Franchement, soyons solidaires entre femmes sur ce coup-là. Demandons-nous vraiment si hors discrimination structurelle, on est vraiment beaucoup moins bien lôties que untelle du fait de notre physique ou si c'est pas ce que veut nous faire CROIRE le patriarcat.
EDIT : Et je précise que ce message est en grande partie inspirée par le fait que j'ai eu l'occasion d'être au contact d'ENORMEMENT de gens de toutes sortes de milieux au cours de ma vie, notamment du fait de mes différents métiers. Et parmi les milliers de gens avec qui j'ai interagi, j'aurais qualifié vraiment peu de femmes de laides, mais pourtant quand je lis certaines réactions à ce genre de sujets, il y a tellement de femmes qui disent "oui bah tu peux pas savoir car t'es belle contrairement à moi qui suis/ai été objectivement moche", que j'ai tendane à penser qu'une grande partie de ces femmes qui se présentent comme objectivement moches (et doivent certainement se voir ainsi) ne le sont pas réellement... et la notion de "beauté normée" devient donc clairement une forme d'outil artificiel utilisé pour diviser les femmes.
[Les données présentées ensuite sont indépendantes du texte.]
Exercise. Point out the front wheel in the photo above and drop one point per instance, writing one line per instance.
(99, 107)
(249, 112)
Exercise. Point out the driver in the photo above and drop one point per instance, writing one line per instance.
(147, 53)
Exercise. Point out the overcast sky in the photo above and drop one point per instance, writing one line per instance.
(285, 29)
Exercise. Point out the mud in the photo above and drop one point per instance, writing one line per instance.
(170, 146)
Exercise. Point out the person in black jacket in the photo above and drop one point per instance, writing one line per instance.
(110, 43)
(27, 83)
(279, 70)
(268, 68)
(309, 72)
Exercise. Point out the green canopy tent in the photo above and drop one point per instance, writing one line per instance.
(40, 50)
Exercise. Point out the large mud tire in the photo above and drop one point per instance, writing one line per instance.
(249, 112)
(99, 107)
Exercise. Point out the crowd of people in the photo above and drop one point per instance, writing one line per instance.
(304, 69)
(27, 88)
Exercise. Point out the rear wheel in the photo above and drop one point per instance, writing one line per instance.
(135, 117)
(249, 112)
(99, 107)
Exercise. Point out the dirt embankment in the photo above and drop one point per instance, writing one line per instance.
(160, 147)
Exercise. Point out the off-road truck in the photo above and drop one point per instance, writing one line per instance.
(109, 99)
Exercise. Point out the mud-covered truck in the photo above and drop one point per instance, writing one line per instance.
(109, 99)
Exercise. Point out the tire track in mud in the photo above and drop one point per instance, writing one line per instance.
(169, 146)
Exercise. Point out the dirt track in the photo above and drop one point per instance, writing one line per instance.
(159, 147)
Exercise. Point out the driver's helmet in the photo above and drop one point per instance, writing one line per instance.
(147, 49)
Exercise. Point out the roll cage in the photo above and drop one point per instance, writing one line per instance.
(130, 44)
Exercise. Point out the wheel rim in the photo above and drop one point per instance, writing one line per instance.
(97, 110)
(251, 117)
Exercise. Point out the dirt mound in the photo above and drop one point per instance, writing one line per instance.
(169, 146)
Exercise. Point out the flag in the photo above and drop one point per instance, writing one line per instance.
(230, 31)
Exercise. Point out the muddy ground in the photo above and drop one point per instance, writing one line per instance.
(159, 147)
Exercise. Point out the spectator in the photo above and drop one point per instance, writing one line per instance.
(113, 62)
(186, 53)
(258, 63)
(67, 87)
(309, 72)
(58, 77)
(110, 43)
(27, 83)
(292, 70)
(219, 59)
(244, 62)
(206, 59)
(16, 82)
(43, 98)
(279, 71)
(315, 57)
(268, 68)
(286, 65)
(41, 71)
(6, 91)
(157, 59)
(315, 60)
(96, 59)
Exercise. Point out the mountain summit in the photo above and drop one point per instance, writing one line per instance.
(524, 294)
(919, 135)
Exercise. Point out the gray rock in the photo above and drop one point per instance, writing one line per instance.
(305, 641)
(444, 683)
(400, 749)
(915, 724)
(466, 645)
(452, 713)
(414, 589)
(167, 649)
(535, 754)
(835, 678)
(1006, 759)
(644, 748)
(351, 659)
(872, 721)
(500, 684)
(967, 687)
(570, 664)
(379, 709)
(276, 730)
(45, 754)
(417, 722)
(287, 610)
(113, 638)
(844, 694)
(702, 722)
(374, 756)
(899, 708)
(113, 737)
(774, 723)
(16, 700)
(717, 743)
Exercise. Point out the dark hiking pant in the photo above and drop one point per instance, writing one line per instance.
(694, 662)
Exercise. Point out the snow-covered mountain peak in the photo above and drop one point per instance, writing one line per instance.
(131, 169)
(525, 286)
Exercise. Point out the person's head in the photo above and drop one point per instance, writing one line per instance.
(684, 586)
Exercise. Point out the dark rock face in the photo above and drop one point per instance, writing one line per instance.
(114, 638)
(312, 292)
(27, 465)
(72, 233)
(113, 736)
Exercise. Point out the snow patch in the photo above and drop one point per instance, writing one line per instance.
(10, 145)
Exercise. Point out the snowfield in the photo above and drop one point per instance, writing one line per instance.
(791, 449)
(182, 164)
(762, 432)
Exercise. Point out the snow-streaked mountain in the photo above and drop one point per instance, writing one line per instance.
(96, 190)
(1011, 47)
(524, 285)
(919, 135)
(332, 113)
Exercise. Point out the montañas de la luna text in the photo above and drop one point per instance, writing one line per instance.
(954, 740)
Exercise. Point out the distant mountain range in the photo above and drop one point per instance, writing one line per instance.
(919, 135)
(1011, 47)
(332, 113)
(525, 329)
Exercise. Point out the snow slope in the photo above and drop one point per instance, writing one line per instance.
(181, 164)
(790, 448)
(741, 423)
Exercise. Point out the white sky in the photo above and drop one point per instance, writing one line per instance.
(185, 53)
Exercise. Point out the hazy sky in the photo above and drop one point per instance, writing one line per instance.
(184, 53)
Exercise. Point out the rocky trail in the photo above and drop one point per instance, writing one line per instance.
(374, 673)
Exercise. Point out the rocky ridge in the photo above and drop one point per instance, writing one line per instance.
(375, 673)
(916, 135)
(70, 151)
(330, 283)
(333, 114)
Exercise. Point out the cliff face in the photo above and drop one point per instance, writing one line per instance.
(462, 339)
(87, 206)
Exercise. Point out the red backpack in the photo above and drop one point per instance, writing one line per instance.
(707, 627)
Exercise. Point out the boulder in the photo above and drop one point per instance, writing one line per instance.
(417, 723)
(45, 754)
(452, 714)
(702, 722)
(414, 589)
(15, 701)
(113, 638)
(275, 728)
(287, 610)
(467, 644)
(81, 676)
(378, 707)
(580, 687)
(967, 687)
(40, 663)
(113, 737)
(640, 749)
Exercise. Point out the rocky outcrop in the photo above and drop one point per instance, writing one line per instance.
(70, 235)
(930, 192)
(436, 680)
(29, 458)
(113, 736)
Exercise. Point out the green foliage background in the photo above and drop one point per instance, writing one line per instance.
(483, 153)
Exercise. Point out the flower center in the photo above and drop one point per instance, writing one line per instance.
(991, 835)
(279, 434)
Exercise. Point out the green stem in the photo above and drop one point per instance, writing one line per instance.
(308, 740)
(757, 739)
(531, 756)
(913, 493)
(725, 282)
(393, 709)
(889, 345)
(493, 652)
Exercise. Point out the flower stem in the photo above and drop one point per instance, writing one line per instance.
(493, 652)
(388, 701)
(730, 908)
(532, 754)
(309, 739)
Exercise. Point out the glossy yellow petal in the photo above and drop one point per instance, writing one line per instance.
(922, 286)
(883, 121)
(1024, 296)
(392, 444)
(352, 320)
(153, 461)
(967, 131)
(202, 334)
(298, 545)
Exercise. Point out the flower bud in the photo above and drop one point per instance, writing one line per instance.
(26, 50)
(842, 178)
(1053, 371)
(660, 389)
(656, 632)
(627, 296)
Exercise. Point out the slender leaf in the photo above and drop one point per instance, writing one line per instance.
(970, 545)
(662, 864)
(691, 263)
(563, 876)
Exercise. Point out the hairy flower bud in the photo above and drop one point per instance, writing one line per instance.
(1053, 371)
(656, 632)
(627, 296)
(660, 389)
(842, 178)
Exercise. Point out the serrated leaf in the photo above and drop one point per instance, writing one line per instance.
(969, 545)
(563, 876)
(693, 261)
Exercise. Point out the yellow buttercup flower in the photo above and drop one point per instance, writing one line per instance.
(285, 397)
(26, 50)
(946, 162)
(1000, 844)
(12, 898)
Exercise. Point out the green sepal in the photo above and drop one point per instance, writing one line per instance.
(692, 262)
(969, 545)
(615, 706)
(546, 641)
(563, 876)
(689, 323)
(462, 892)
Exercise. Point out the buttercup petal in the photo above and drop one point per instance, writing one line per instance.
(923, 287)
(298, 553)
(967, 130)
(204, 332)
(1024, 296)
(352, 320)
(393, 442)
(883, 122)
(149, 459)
(Le fait que des tiers vous disent que vous êtes moche n'est pas un indicateur très fiable : les hommes adorent dire aux femmes qu'elles sont laides quand elles ne leur accordent pas l'attention qu'ils attendent par exemple, et une femme peut être qualifiée de bonnasse une minute et de "grosse vache" l'instant d'après, et le terme de beauté recouvre souvent des concepts qui dépassent les traits du visage - une femme apprêtée va souvent être jugée plus belle qu'une femme en pyjama, décoiffée et sans maquillage, mais ce n'est pas ça la beauté concrètement).